The "Intelligent Designer" made me complete with canine teeth, "designed" to puncture flesh and tear meat. I wouldn't want to act like I knew better that "he".
My mum, a born and raised SDA, knew a lot about meat sustitutes and fed us a few of them, but not really as a substitute. To this day I still love nutolene.
We didn't eat unlean meats, but ate a LOT of lamb and beef and a little fish. Since I have left home, my consumption of meat has gone down considerably, and I started getting free range eggs. I feel really strongly in animal welfare but I also have hope that the system will eventually make food from animals that did not suffer accessible to everyone, or maybe I'm a little naive. :P
I have a friend who has been almost vegan all her life, an SDA, and reavealed that she has an eating disorder to me recently. Her family was pretty hardcore SDA though. I think I actually felt pressure in my family to eat excessively, especially round Christmas when everyone gorged themselves. I still find the very thought a little stomach churning, esp. to remember how much I consciously knew I ate just becuse people always made me "try some", yet still went on doing it until I hit 72 kilos at 15 (I'm 23 and 59kg now) and decided maybe it was time to start saying no. I can't help but think this suggestibility was a side effect of other rules from my childhood but eh anyway.
Now I want to eat a lot more fish (but can't afford it) and use small, cheap cuts of beef (90% mince) and lamb (price is rising on that too though) to season dishes. I probably have a steak about twice a year. Poor life ftw!
I tend to actually feel a little empty and gurgly and bloated and gaseous if I don't have some eggs or cheese at the very least, if not a little bit of ham or other meat, every single day.
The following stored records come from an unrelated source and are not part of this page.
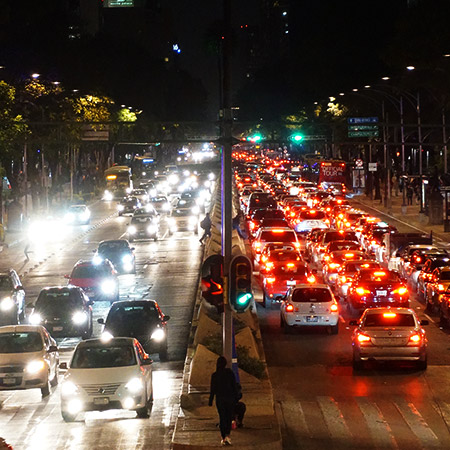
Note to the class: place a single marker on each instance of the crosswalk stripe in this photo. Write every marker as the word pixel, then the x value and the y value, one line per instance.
pixel 333 418
pixel 379 429
pixel 417 424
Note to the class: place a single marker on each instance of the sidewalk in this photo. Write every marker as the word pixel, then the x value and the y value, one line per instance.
pixel 412 217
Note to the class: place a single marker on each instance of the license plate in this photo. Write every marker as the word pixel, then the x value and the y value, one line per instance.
pixel 312 319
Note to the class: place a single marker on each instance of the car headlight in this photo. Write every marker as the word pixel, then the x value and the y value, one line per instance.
pixel 79 318
pixel 127 258
pixel 158 335
pixel 6 304
pixel 135 385
pixel 68 388
pixel 35 366
pixel 35 319
pixel 108 287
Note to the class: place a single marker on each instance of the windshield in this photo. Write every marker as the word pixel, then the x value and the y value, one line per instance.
pixel 102 357
pixel 61 300
pixel 25 342
pixel 90 271
pixel 5 283
pixel 389 320
pixel 311 295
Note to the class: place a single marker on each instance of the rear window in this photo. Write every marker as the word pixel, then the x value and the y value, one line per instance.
pixel 389 320
pixel 312 215
pixel 311 295
pixel 278 236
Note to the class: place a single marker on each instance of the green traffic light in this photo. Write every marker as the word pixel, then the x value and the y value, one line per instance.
pixel 244 299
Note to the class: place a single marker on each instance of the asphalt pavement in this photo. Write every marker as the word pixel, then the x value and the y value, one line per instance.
pixel 167 271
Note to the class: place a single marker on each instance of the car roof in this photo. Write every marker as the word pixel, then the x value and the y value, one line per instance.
pixel 21 328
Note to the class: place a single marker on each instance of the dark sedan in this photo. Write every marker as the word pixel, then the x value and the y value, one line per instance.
pixel 141 319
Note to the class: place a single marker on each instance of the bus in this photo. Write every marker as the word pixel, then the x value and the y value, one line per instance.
pixel 118 182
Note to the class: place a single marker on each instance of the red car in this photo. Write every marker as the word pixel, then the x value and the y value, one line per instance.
pixel 98 280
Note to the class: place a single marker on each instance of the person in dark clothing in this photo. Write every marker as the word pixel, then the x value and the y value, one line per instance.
pixel 224 388
pixel 206 225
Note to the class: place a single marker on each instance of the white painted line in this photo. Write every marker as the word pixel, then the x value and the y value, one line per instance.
pixel 429 318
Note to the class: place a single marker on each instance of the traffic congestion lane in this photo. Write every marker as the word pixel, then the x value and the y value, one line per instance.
pixel 167 271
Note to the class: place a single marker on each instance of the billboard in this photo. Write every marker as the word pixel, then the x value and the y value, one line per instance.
pixel 118 4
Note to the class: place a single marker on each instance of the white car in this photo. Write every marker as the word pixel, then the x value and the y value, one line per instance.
pixel 29 358
pixel 309 305
pixel 107 373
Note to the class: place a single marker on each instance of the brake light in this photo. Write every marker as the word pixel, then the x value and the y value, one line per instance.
pixel 363 338
pixel 415 338
pixel 361 291
pixel 401 290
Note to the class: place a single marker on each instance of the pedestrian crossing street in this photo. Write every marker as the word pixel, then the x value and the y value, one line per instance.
pixel 365 423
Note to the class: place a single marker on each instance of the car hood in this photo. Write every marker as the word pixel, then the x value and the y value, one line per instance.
pixel 103 375
pixel 19 358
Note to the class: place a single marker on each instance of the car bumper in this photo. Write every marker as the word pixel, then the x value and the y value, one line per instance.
pixel 303 320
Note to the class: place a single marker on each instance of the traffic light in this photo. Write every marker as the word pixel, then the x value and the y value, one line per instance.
pixel 297 137
pixel 212 281
pixel 240 283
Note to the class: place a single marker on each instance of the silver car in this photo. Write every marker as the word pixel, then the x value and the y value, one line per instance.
pixel 389 334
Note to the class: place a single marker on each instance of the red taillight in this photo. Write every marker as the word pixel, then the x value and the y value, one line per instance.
pixel 363 338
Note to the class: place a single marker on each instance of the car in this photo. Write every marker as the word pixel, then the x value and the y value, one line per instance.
pixel 309 305
pixel 12 298
pixel 144 225
pixel 347 273
pixel 439 283
pixel 97 279
pixel 105 374
pixel 119 252
pixel 65 311
pixel 377 287
pixel 278 280
pixel 142 319
pixel 29 358
pixel 128 205
pixel 78 215
pixel 389 334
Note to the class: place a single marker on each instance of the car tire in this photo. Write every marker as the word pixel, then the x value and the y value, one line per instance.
pixel 45 390
pixel 55 379
pixel 67 417
pixel 422 365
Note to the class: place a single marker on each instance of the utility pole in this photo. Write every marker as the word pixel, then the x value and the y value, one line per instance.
pixel 227 181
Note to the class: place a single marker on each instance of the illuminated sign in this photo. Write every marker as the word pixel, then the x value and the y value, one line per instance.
pixel 119 3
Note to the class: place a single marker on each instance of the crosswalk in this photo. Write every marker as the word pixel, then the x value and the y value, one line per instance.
pixel 399 422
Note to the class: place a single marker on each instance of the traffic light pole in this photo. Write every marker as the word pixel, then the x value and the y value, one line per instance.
pixel 227 322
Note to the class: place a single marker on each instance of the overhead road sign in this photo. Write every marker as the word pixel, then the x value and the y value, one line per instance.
pixel 359 120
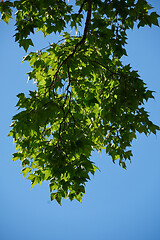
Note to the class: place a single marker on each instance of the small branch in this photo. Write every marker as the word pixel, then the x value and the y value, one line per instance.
pixel 77 45
pixel 81 8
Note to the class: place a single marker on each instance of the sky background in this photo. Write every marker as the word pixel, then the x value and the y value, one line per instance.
pixel 118 204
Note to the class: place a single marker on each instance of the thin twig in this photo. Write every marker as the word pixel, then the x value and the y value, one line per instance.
pixel 77 45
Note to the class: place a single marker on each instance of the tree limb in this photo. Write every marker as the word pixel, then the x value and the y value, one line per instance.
pixel 77 45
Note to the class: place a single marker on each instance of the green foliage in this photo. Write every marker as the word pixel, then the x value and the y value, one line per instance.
pixel 86 99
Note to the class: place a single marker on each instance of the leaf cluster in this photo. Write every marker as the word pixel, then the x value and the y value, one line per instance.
pixel 86 99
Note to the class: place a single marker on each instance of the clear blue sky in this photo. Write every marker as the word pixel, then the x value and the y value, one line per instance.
pixel 118 204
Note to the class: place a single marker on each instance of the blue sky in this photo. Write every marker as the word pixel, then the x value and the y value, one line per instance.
pixel 118 204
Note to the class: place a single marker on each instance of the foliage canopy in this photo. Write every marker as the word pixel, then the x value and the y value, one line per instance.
pixel 85 99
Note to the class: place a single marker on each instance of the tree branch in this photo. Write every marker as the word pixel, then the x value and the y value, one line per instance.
pixel 81 8
pixel 77 45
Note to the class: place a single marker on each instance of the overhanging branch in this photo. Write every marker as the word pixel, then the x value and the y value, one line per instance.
pixel 76 46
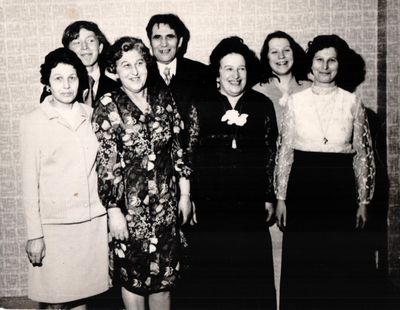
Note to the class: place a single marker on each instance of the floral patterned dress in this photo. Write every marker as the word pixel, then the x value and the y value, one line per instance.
pixel 139 161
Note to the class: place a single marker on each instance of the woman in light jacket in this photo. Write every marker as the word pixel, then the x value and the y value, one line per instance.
pixel 66 222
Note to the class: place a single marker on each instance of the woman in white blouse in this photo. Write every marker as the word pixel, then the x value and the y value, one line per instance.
pixel 324 182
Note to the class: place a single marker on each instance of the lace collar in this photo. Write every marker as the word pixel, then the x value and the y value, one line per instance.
pixel 318 90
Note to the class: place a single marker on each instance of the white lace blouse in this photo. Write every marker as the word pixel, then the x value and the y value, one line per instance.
pixel 326 120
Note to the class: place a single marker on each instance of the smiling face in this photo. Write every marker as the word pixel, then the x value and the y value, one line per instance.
pixel 164 43
pixel 87 47
pixel 325 67
pixel 280 56
pixel 131 69
pixel 64 83
pixel 232 75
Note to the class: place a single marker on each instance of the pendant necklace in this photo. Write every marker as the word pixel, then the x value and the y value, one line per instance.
pixel 330 104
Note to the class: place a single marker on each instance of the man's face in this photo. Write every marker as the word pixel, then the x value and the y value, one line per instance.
pixel 87 47
pixel 164 43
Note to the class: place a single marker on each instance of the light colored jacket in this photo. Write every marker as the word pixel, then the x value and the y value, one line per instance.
pixel 59 179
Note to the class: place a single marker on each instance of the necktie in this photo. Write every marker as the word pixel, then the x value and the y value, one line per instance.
pixel 89 94
pixel 167 75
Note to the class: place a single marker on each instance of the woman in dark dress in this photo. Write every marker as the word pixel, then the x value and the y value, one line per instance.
pixel 324 183
pixel 234 163
pixel 140 169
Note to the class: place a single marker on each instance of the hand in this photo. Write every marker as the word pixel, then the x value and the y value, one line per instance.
pixel 36 250
pixel 117 224
pixel 361 217
pixel 193 219
pixel 185 208
pixel 269 208
pixel 280 214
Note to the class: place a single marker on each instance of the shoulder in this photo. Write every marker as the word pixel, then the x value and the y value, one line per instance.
pixel 36 115
pixel 192 63
pixel 258 100
pixel 88 110
pixel 347 95
pixel 189 65
pixel 302 94
pixel 301 85
pixel 263 87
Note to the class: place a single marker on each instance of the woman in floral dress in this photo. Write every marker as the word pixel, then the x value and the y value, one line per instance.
pixel 141 171
pixel 234 163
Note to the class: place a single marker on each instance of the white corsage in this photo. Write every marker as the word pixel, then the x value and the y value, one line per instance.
pixel 233 117
pixel 284 99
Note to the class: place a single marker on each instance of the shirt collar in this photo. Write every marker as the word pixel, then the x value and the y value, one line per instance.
pixel 171 66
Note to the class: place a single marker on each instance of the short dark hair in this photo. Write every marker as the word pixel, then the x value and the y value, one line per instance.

When I stayed over at friends places who were vegetarian as a kid I always noticed the constant vegetable-smelling farts. So I don't think vegetarianism is really for me.
Oh, and these days I'm also into prawns, and haven't tried many types of seafoods yet and only recently tried rabbit and liked it. So it's pretty early days yet.
I was never vegetarian, except for a couple years in my late teen years. I like meat. That's probably not going to change... :)
I was brought up a vegetarian, but I dont think our diet was all that healthy - all that overprocessed, over salted meat substitute muck. Maybe it has improved since the 70s but I dont think so - I buy it when my mum comes to visit and it still looks like rubbish.
My parents were very EGW, so quite strict. Some of my church friends were not strict vegetarian though. I used to feel like a freak at school - this was way before vegetarianism became trendy - and it was a small working-class town full of migrants.
I gave up vegetarianism when I left. I think my diet is healthier now, I still eat veg meals a lot, but with fresh, whole foods.
That's exactly the deal for me, too. I've "rebelled" against the "health message" by actually not eating crappy food full of cheese and Crisco and mushroom soup. Being a veggie or vegan is so rewarding when you actually do it right.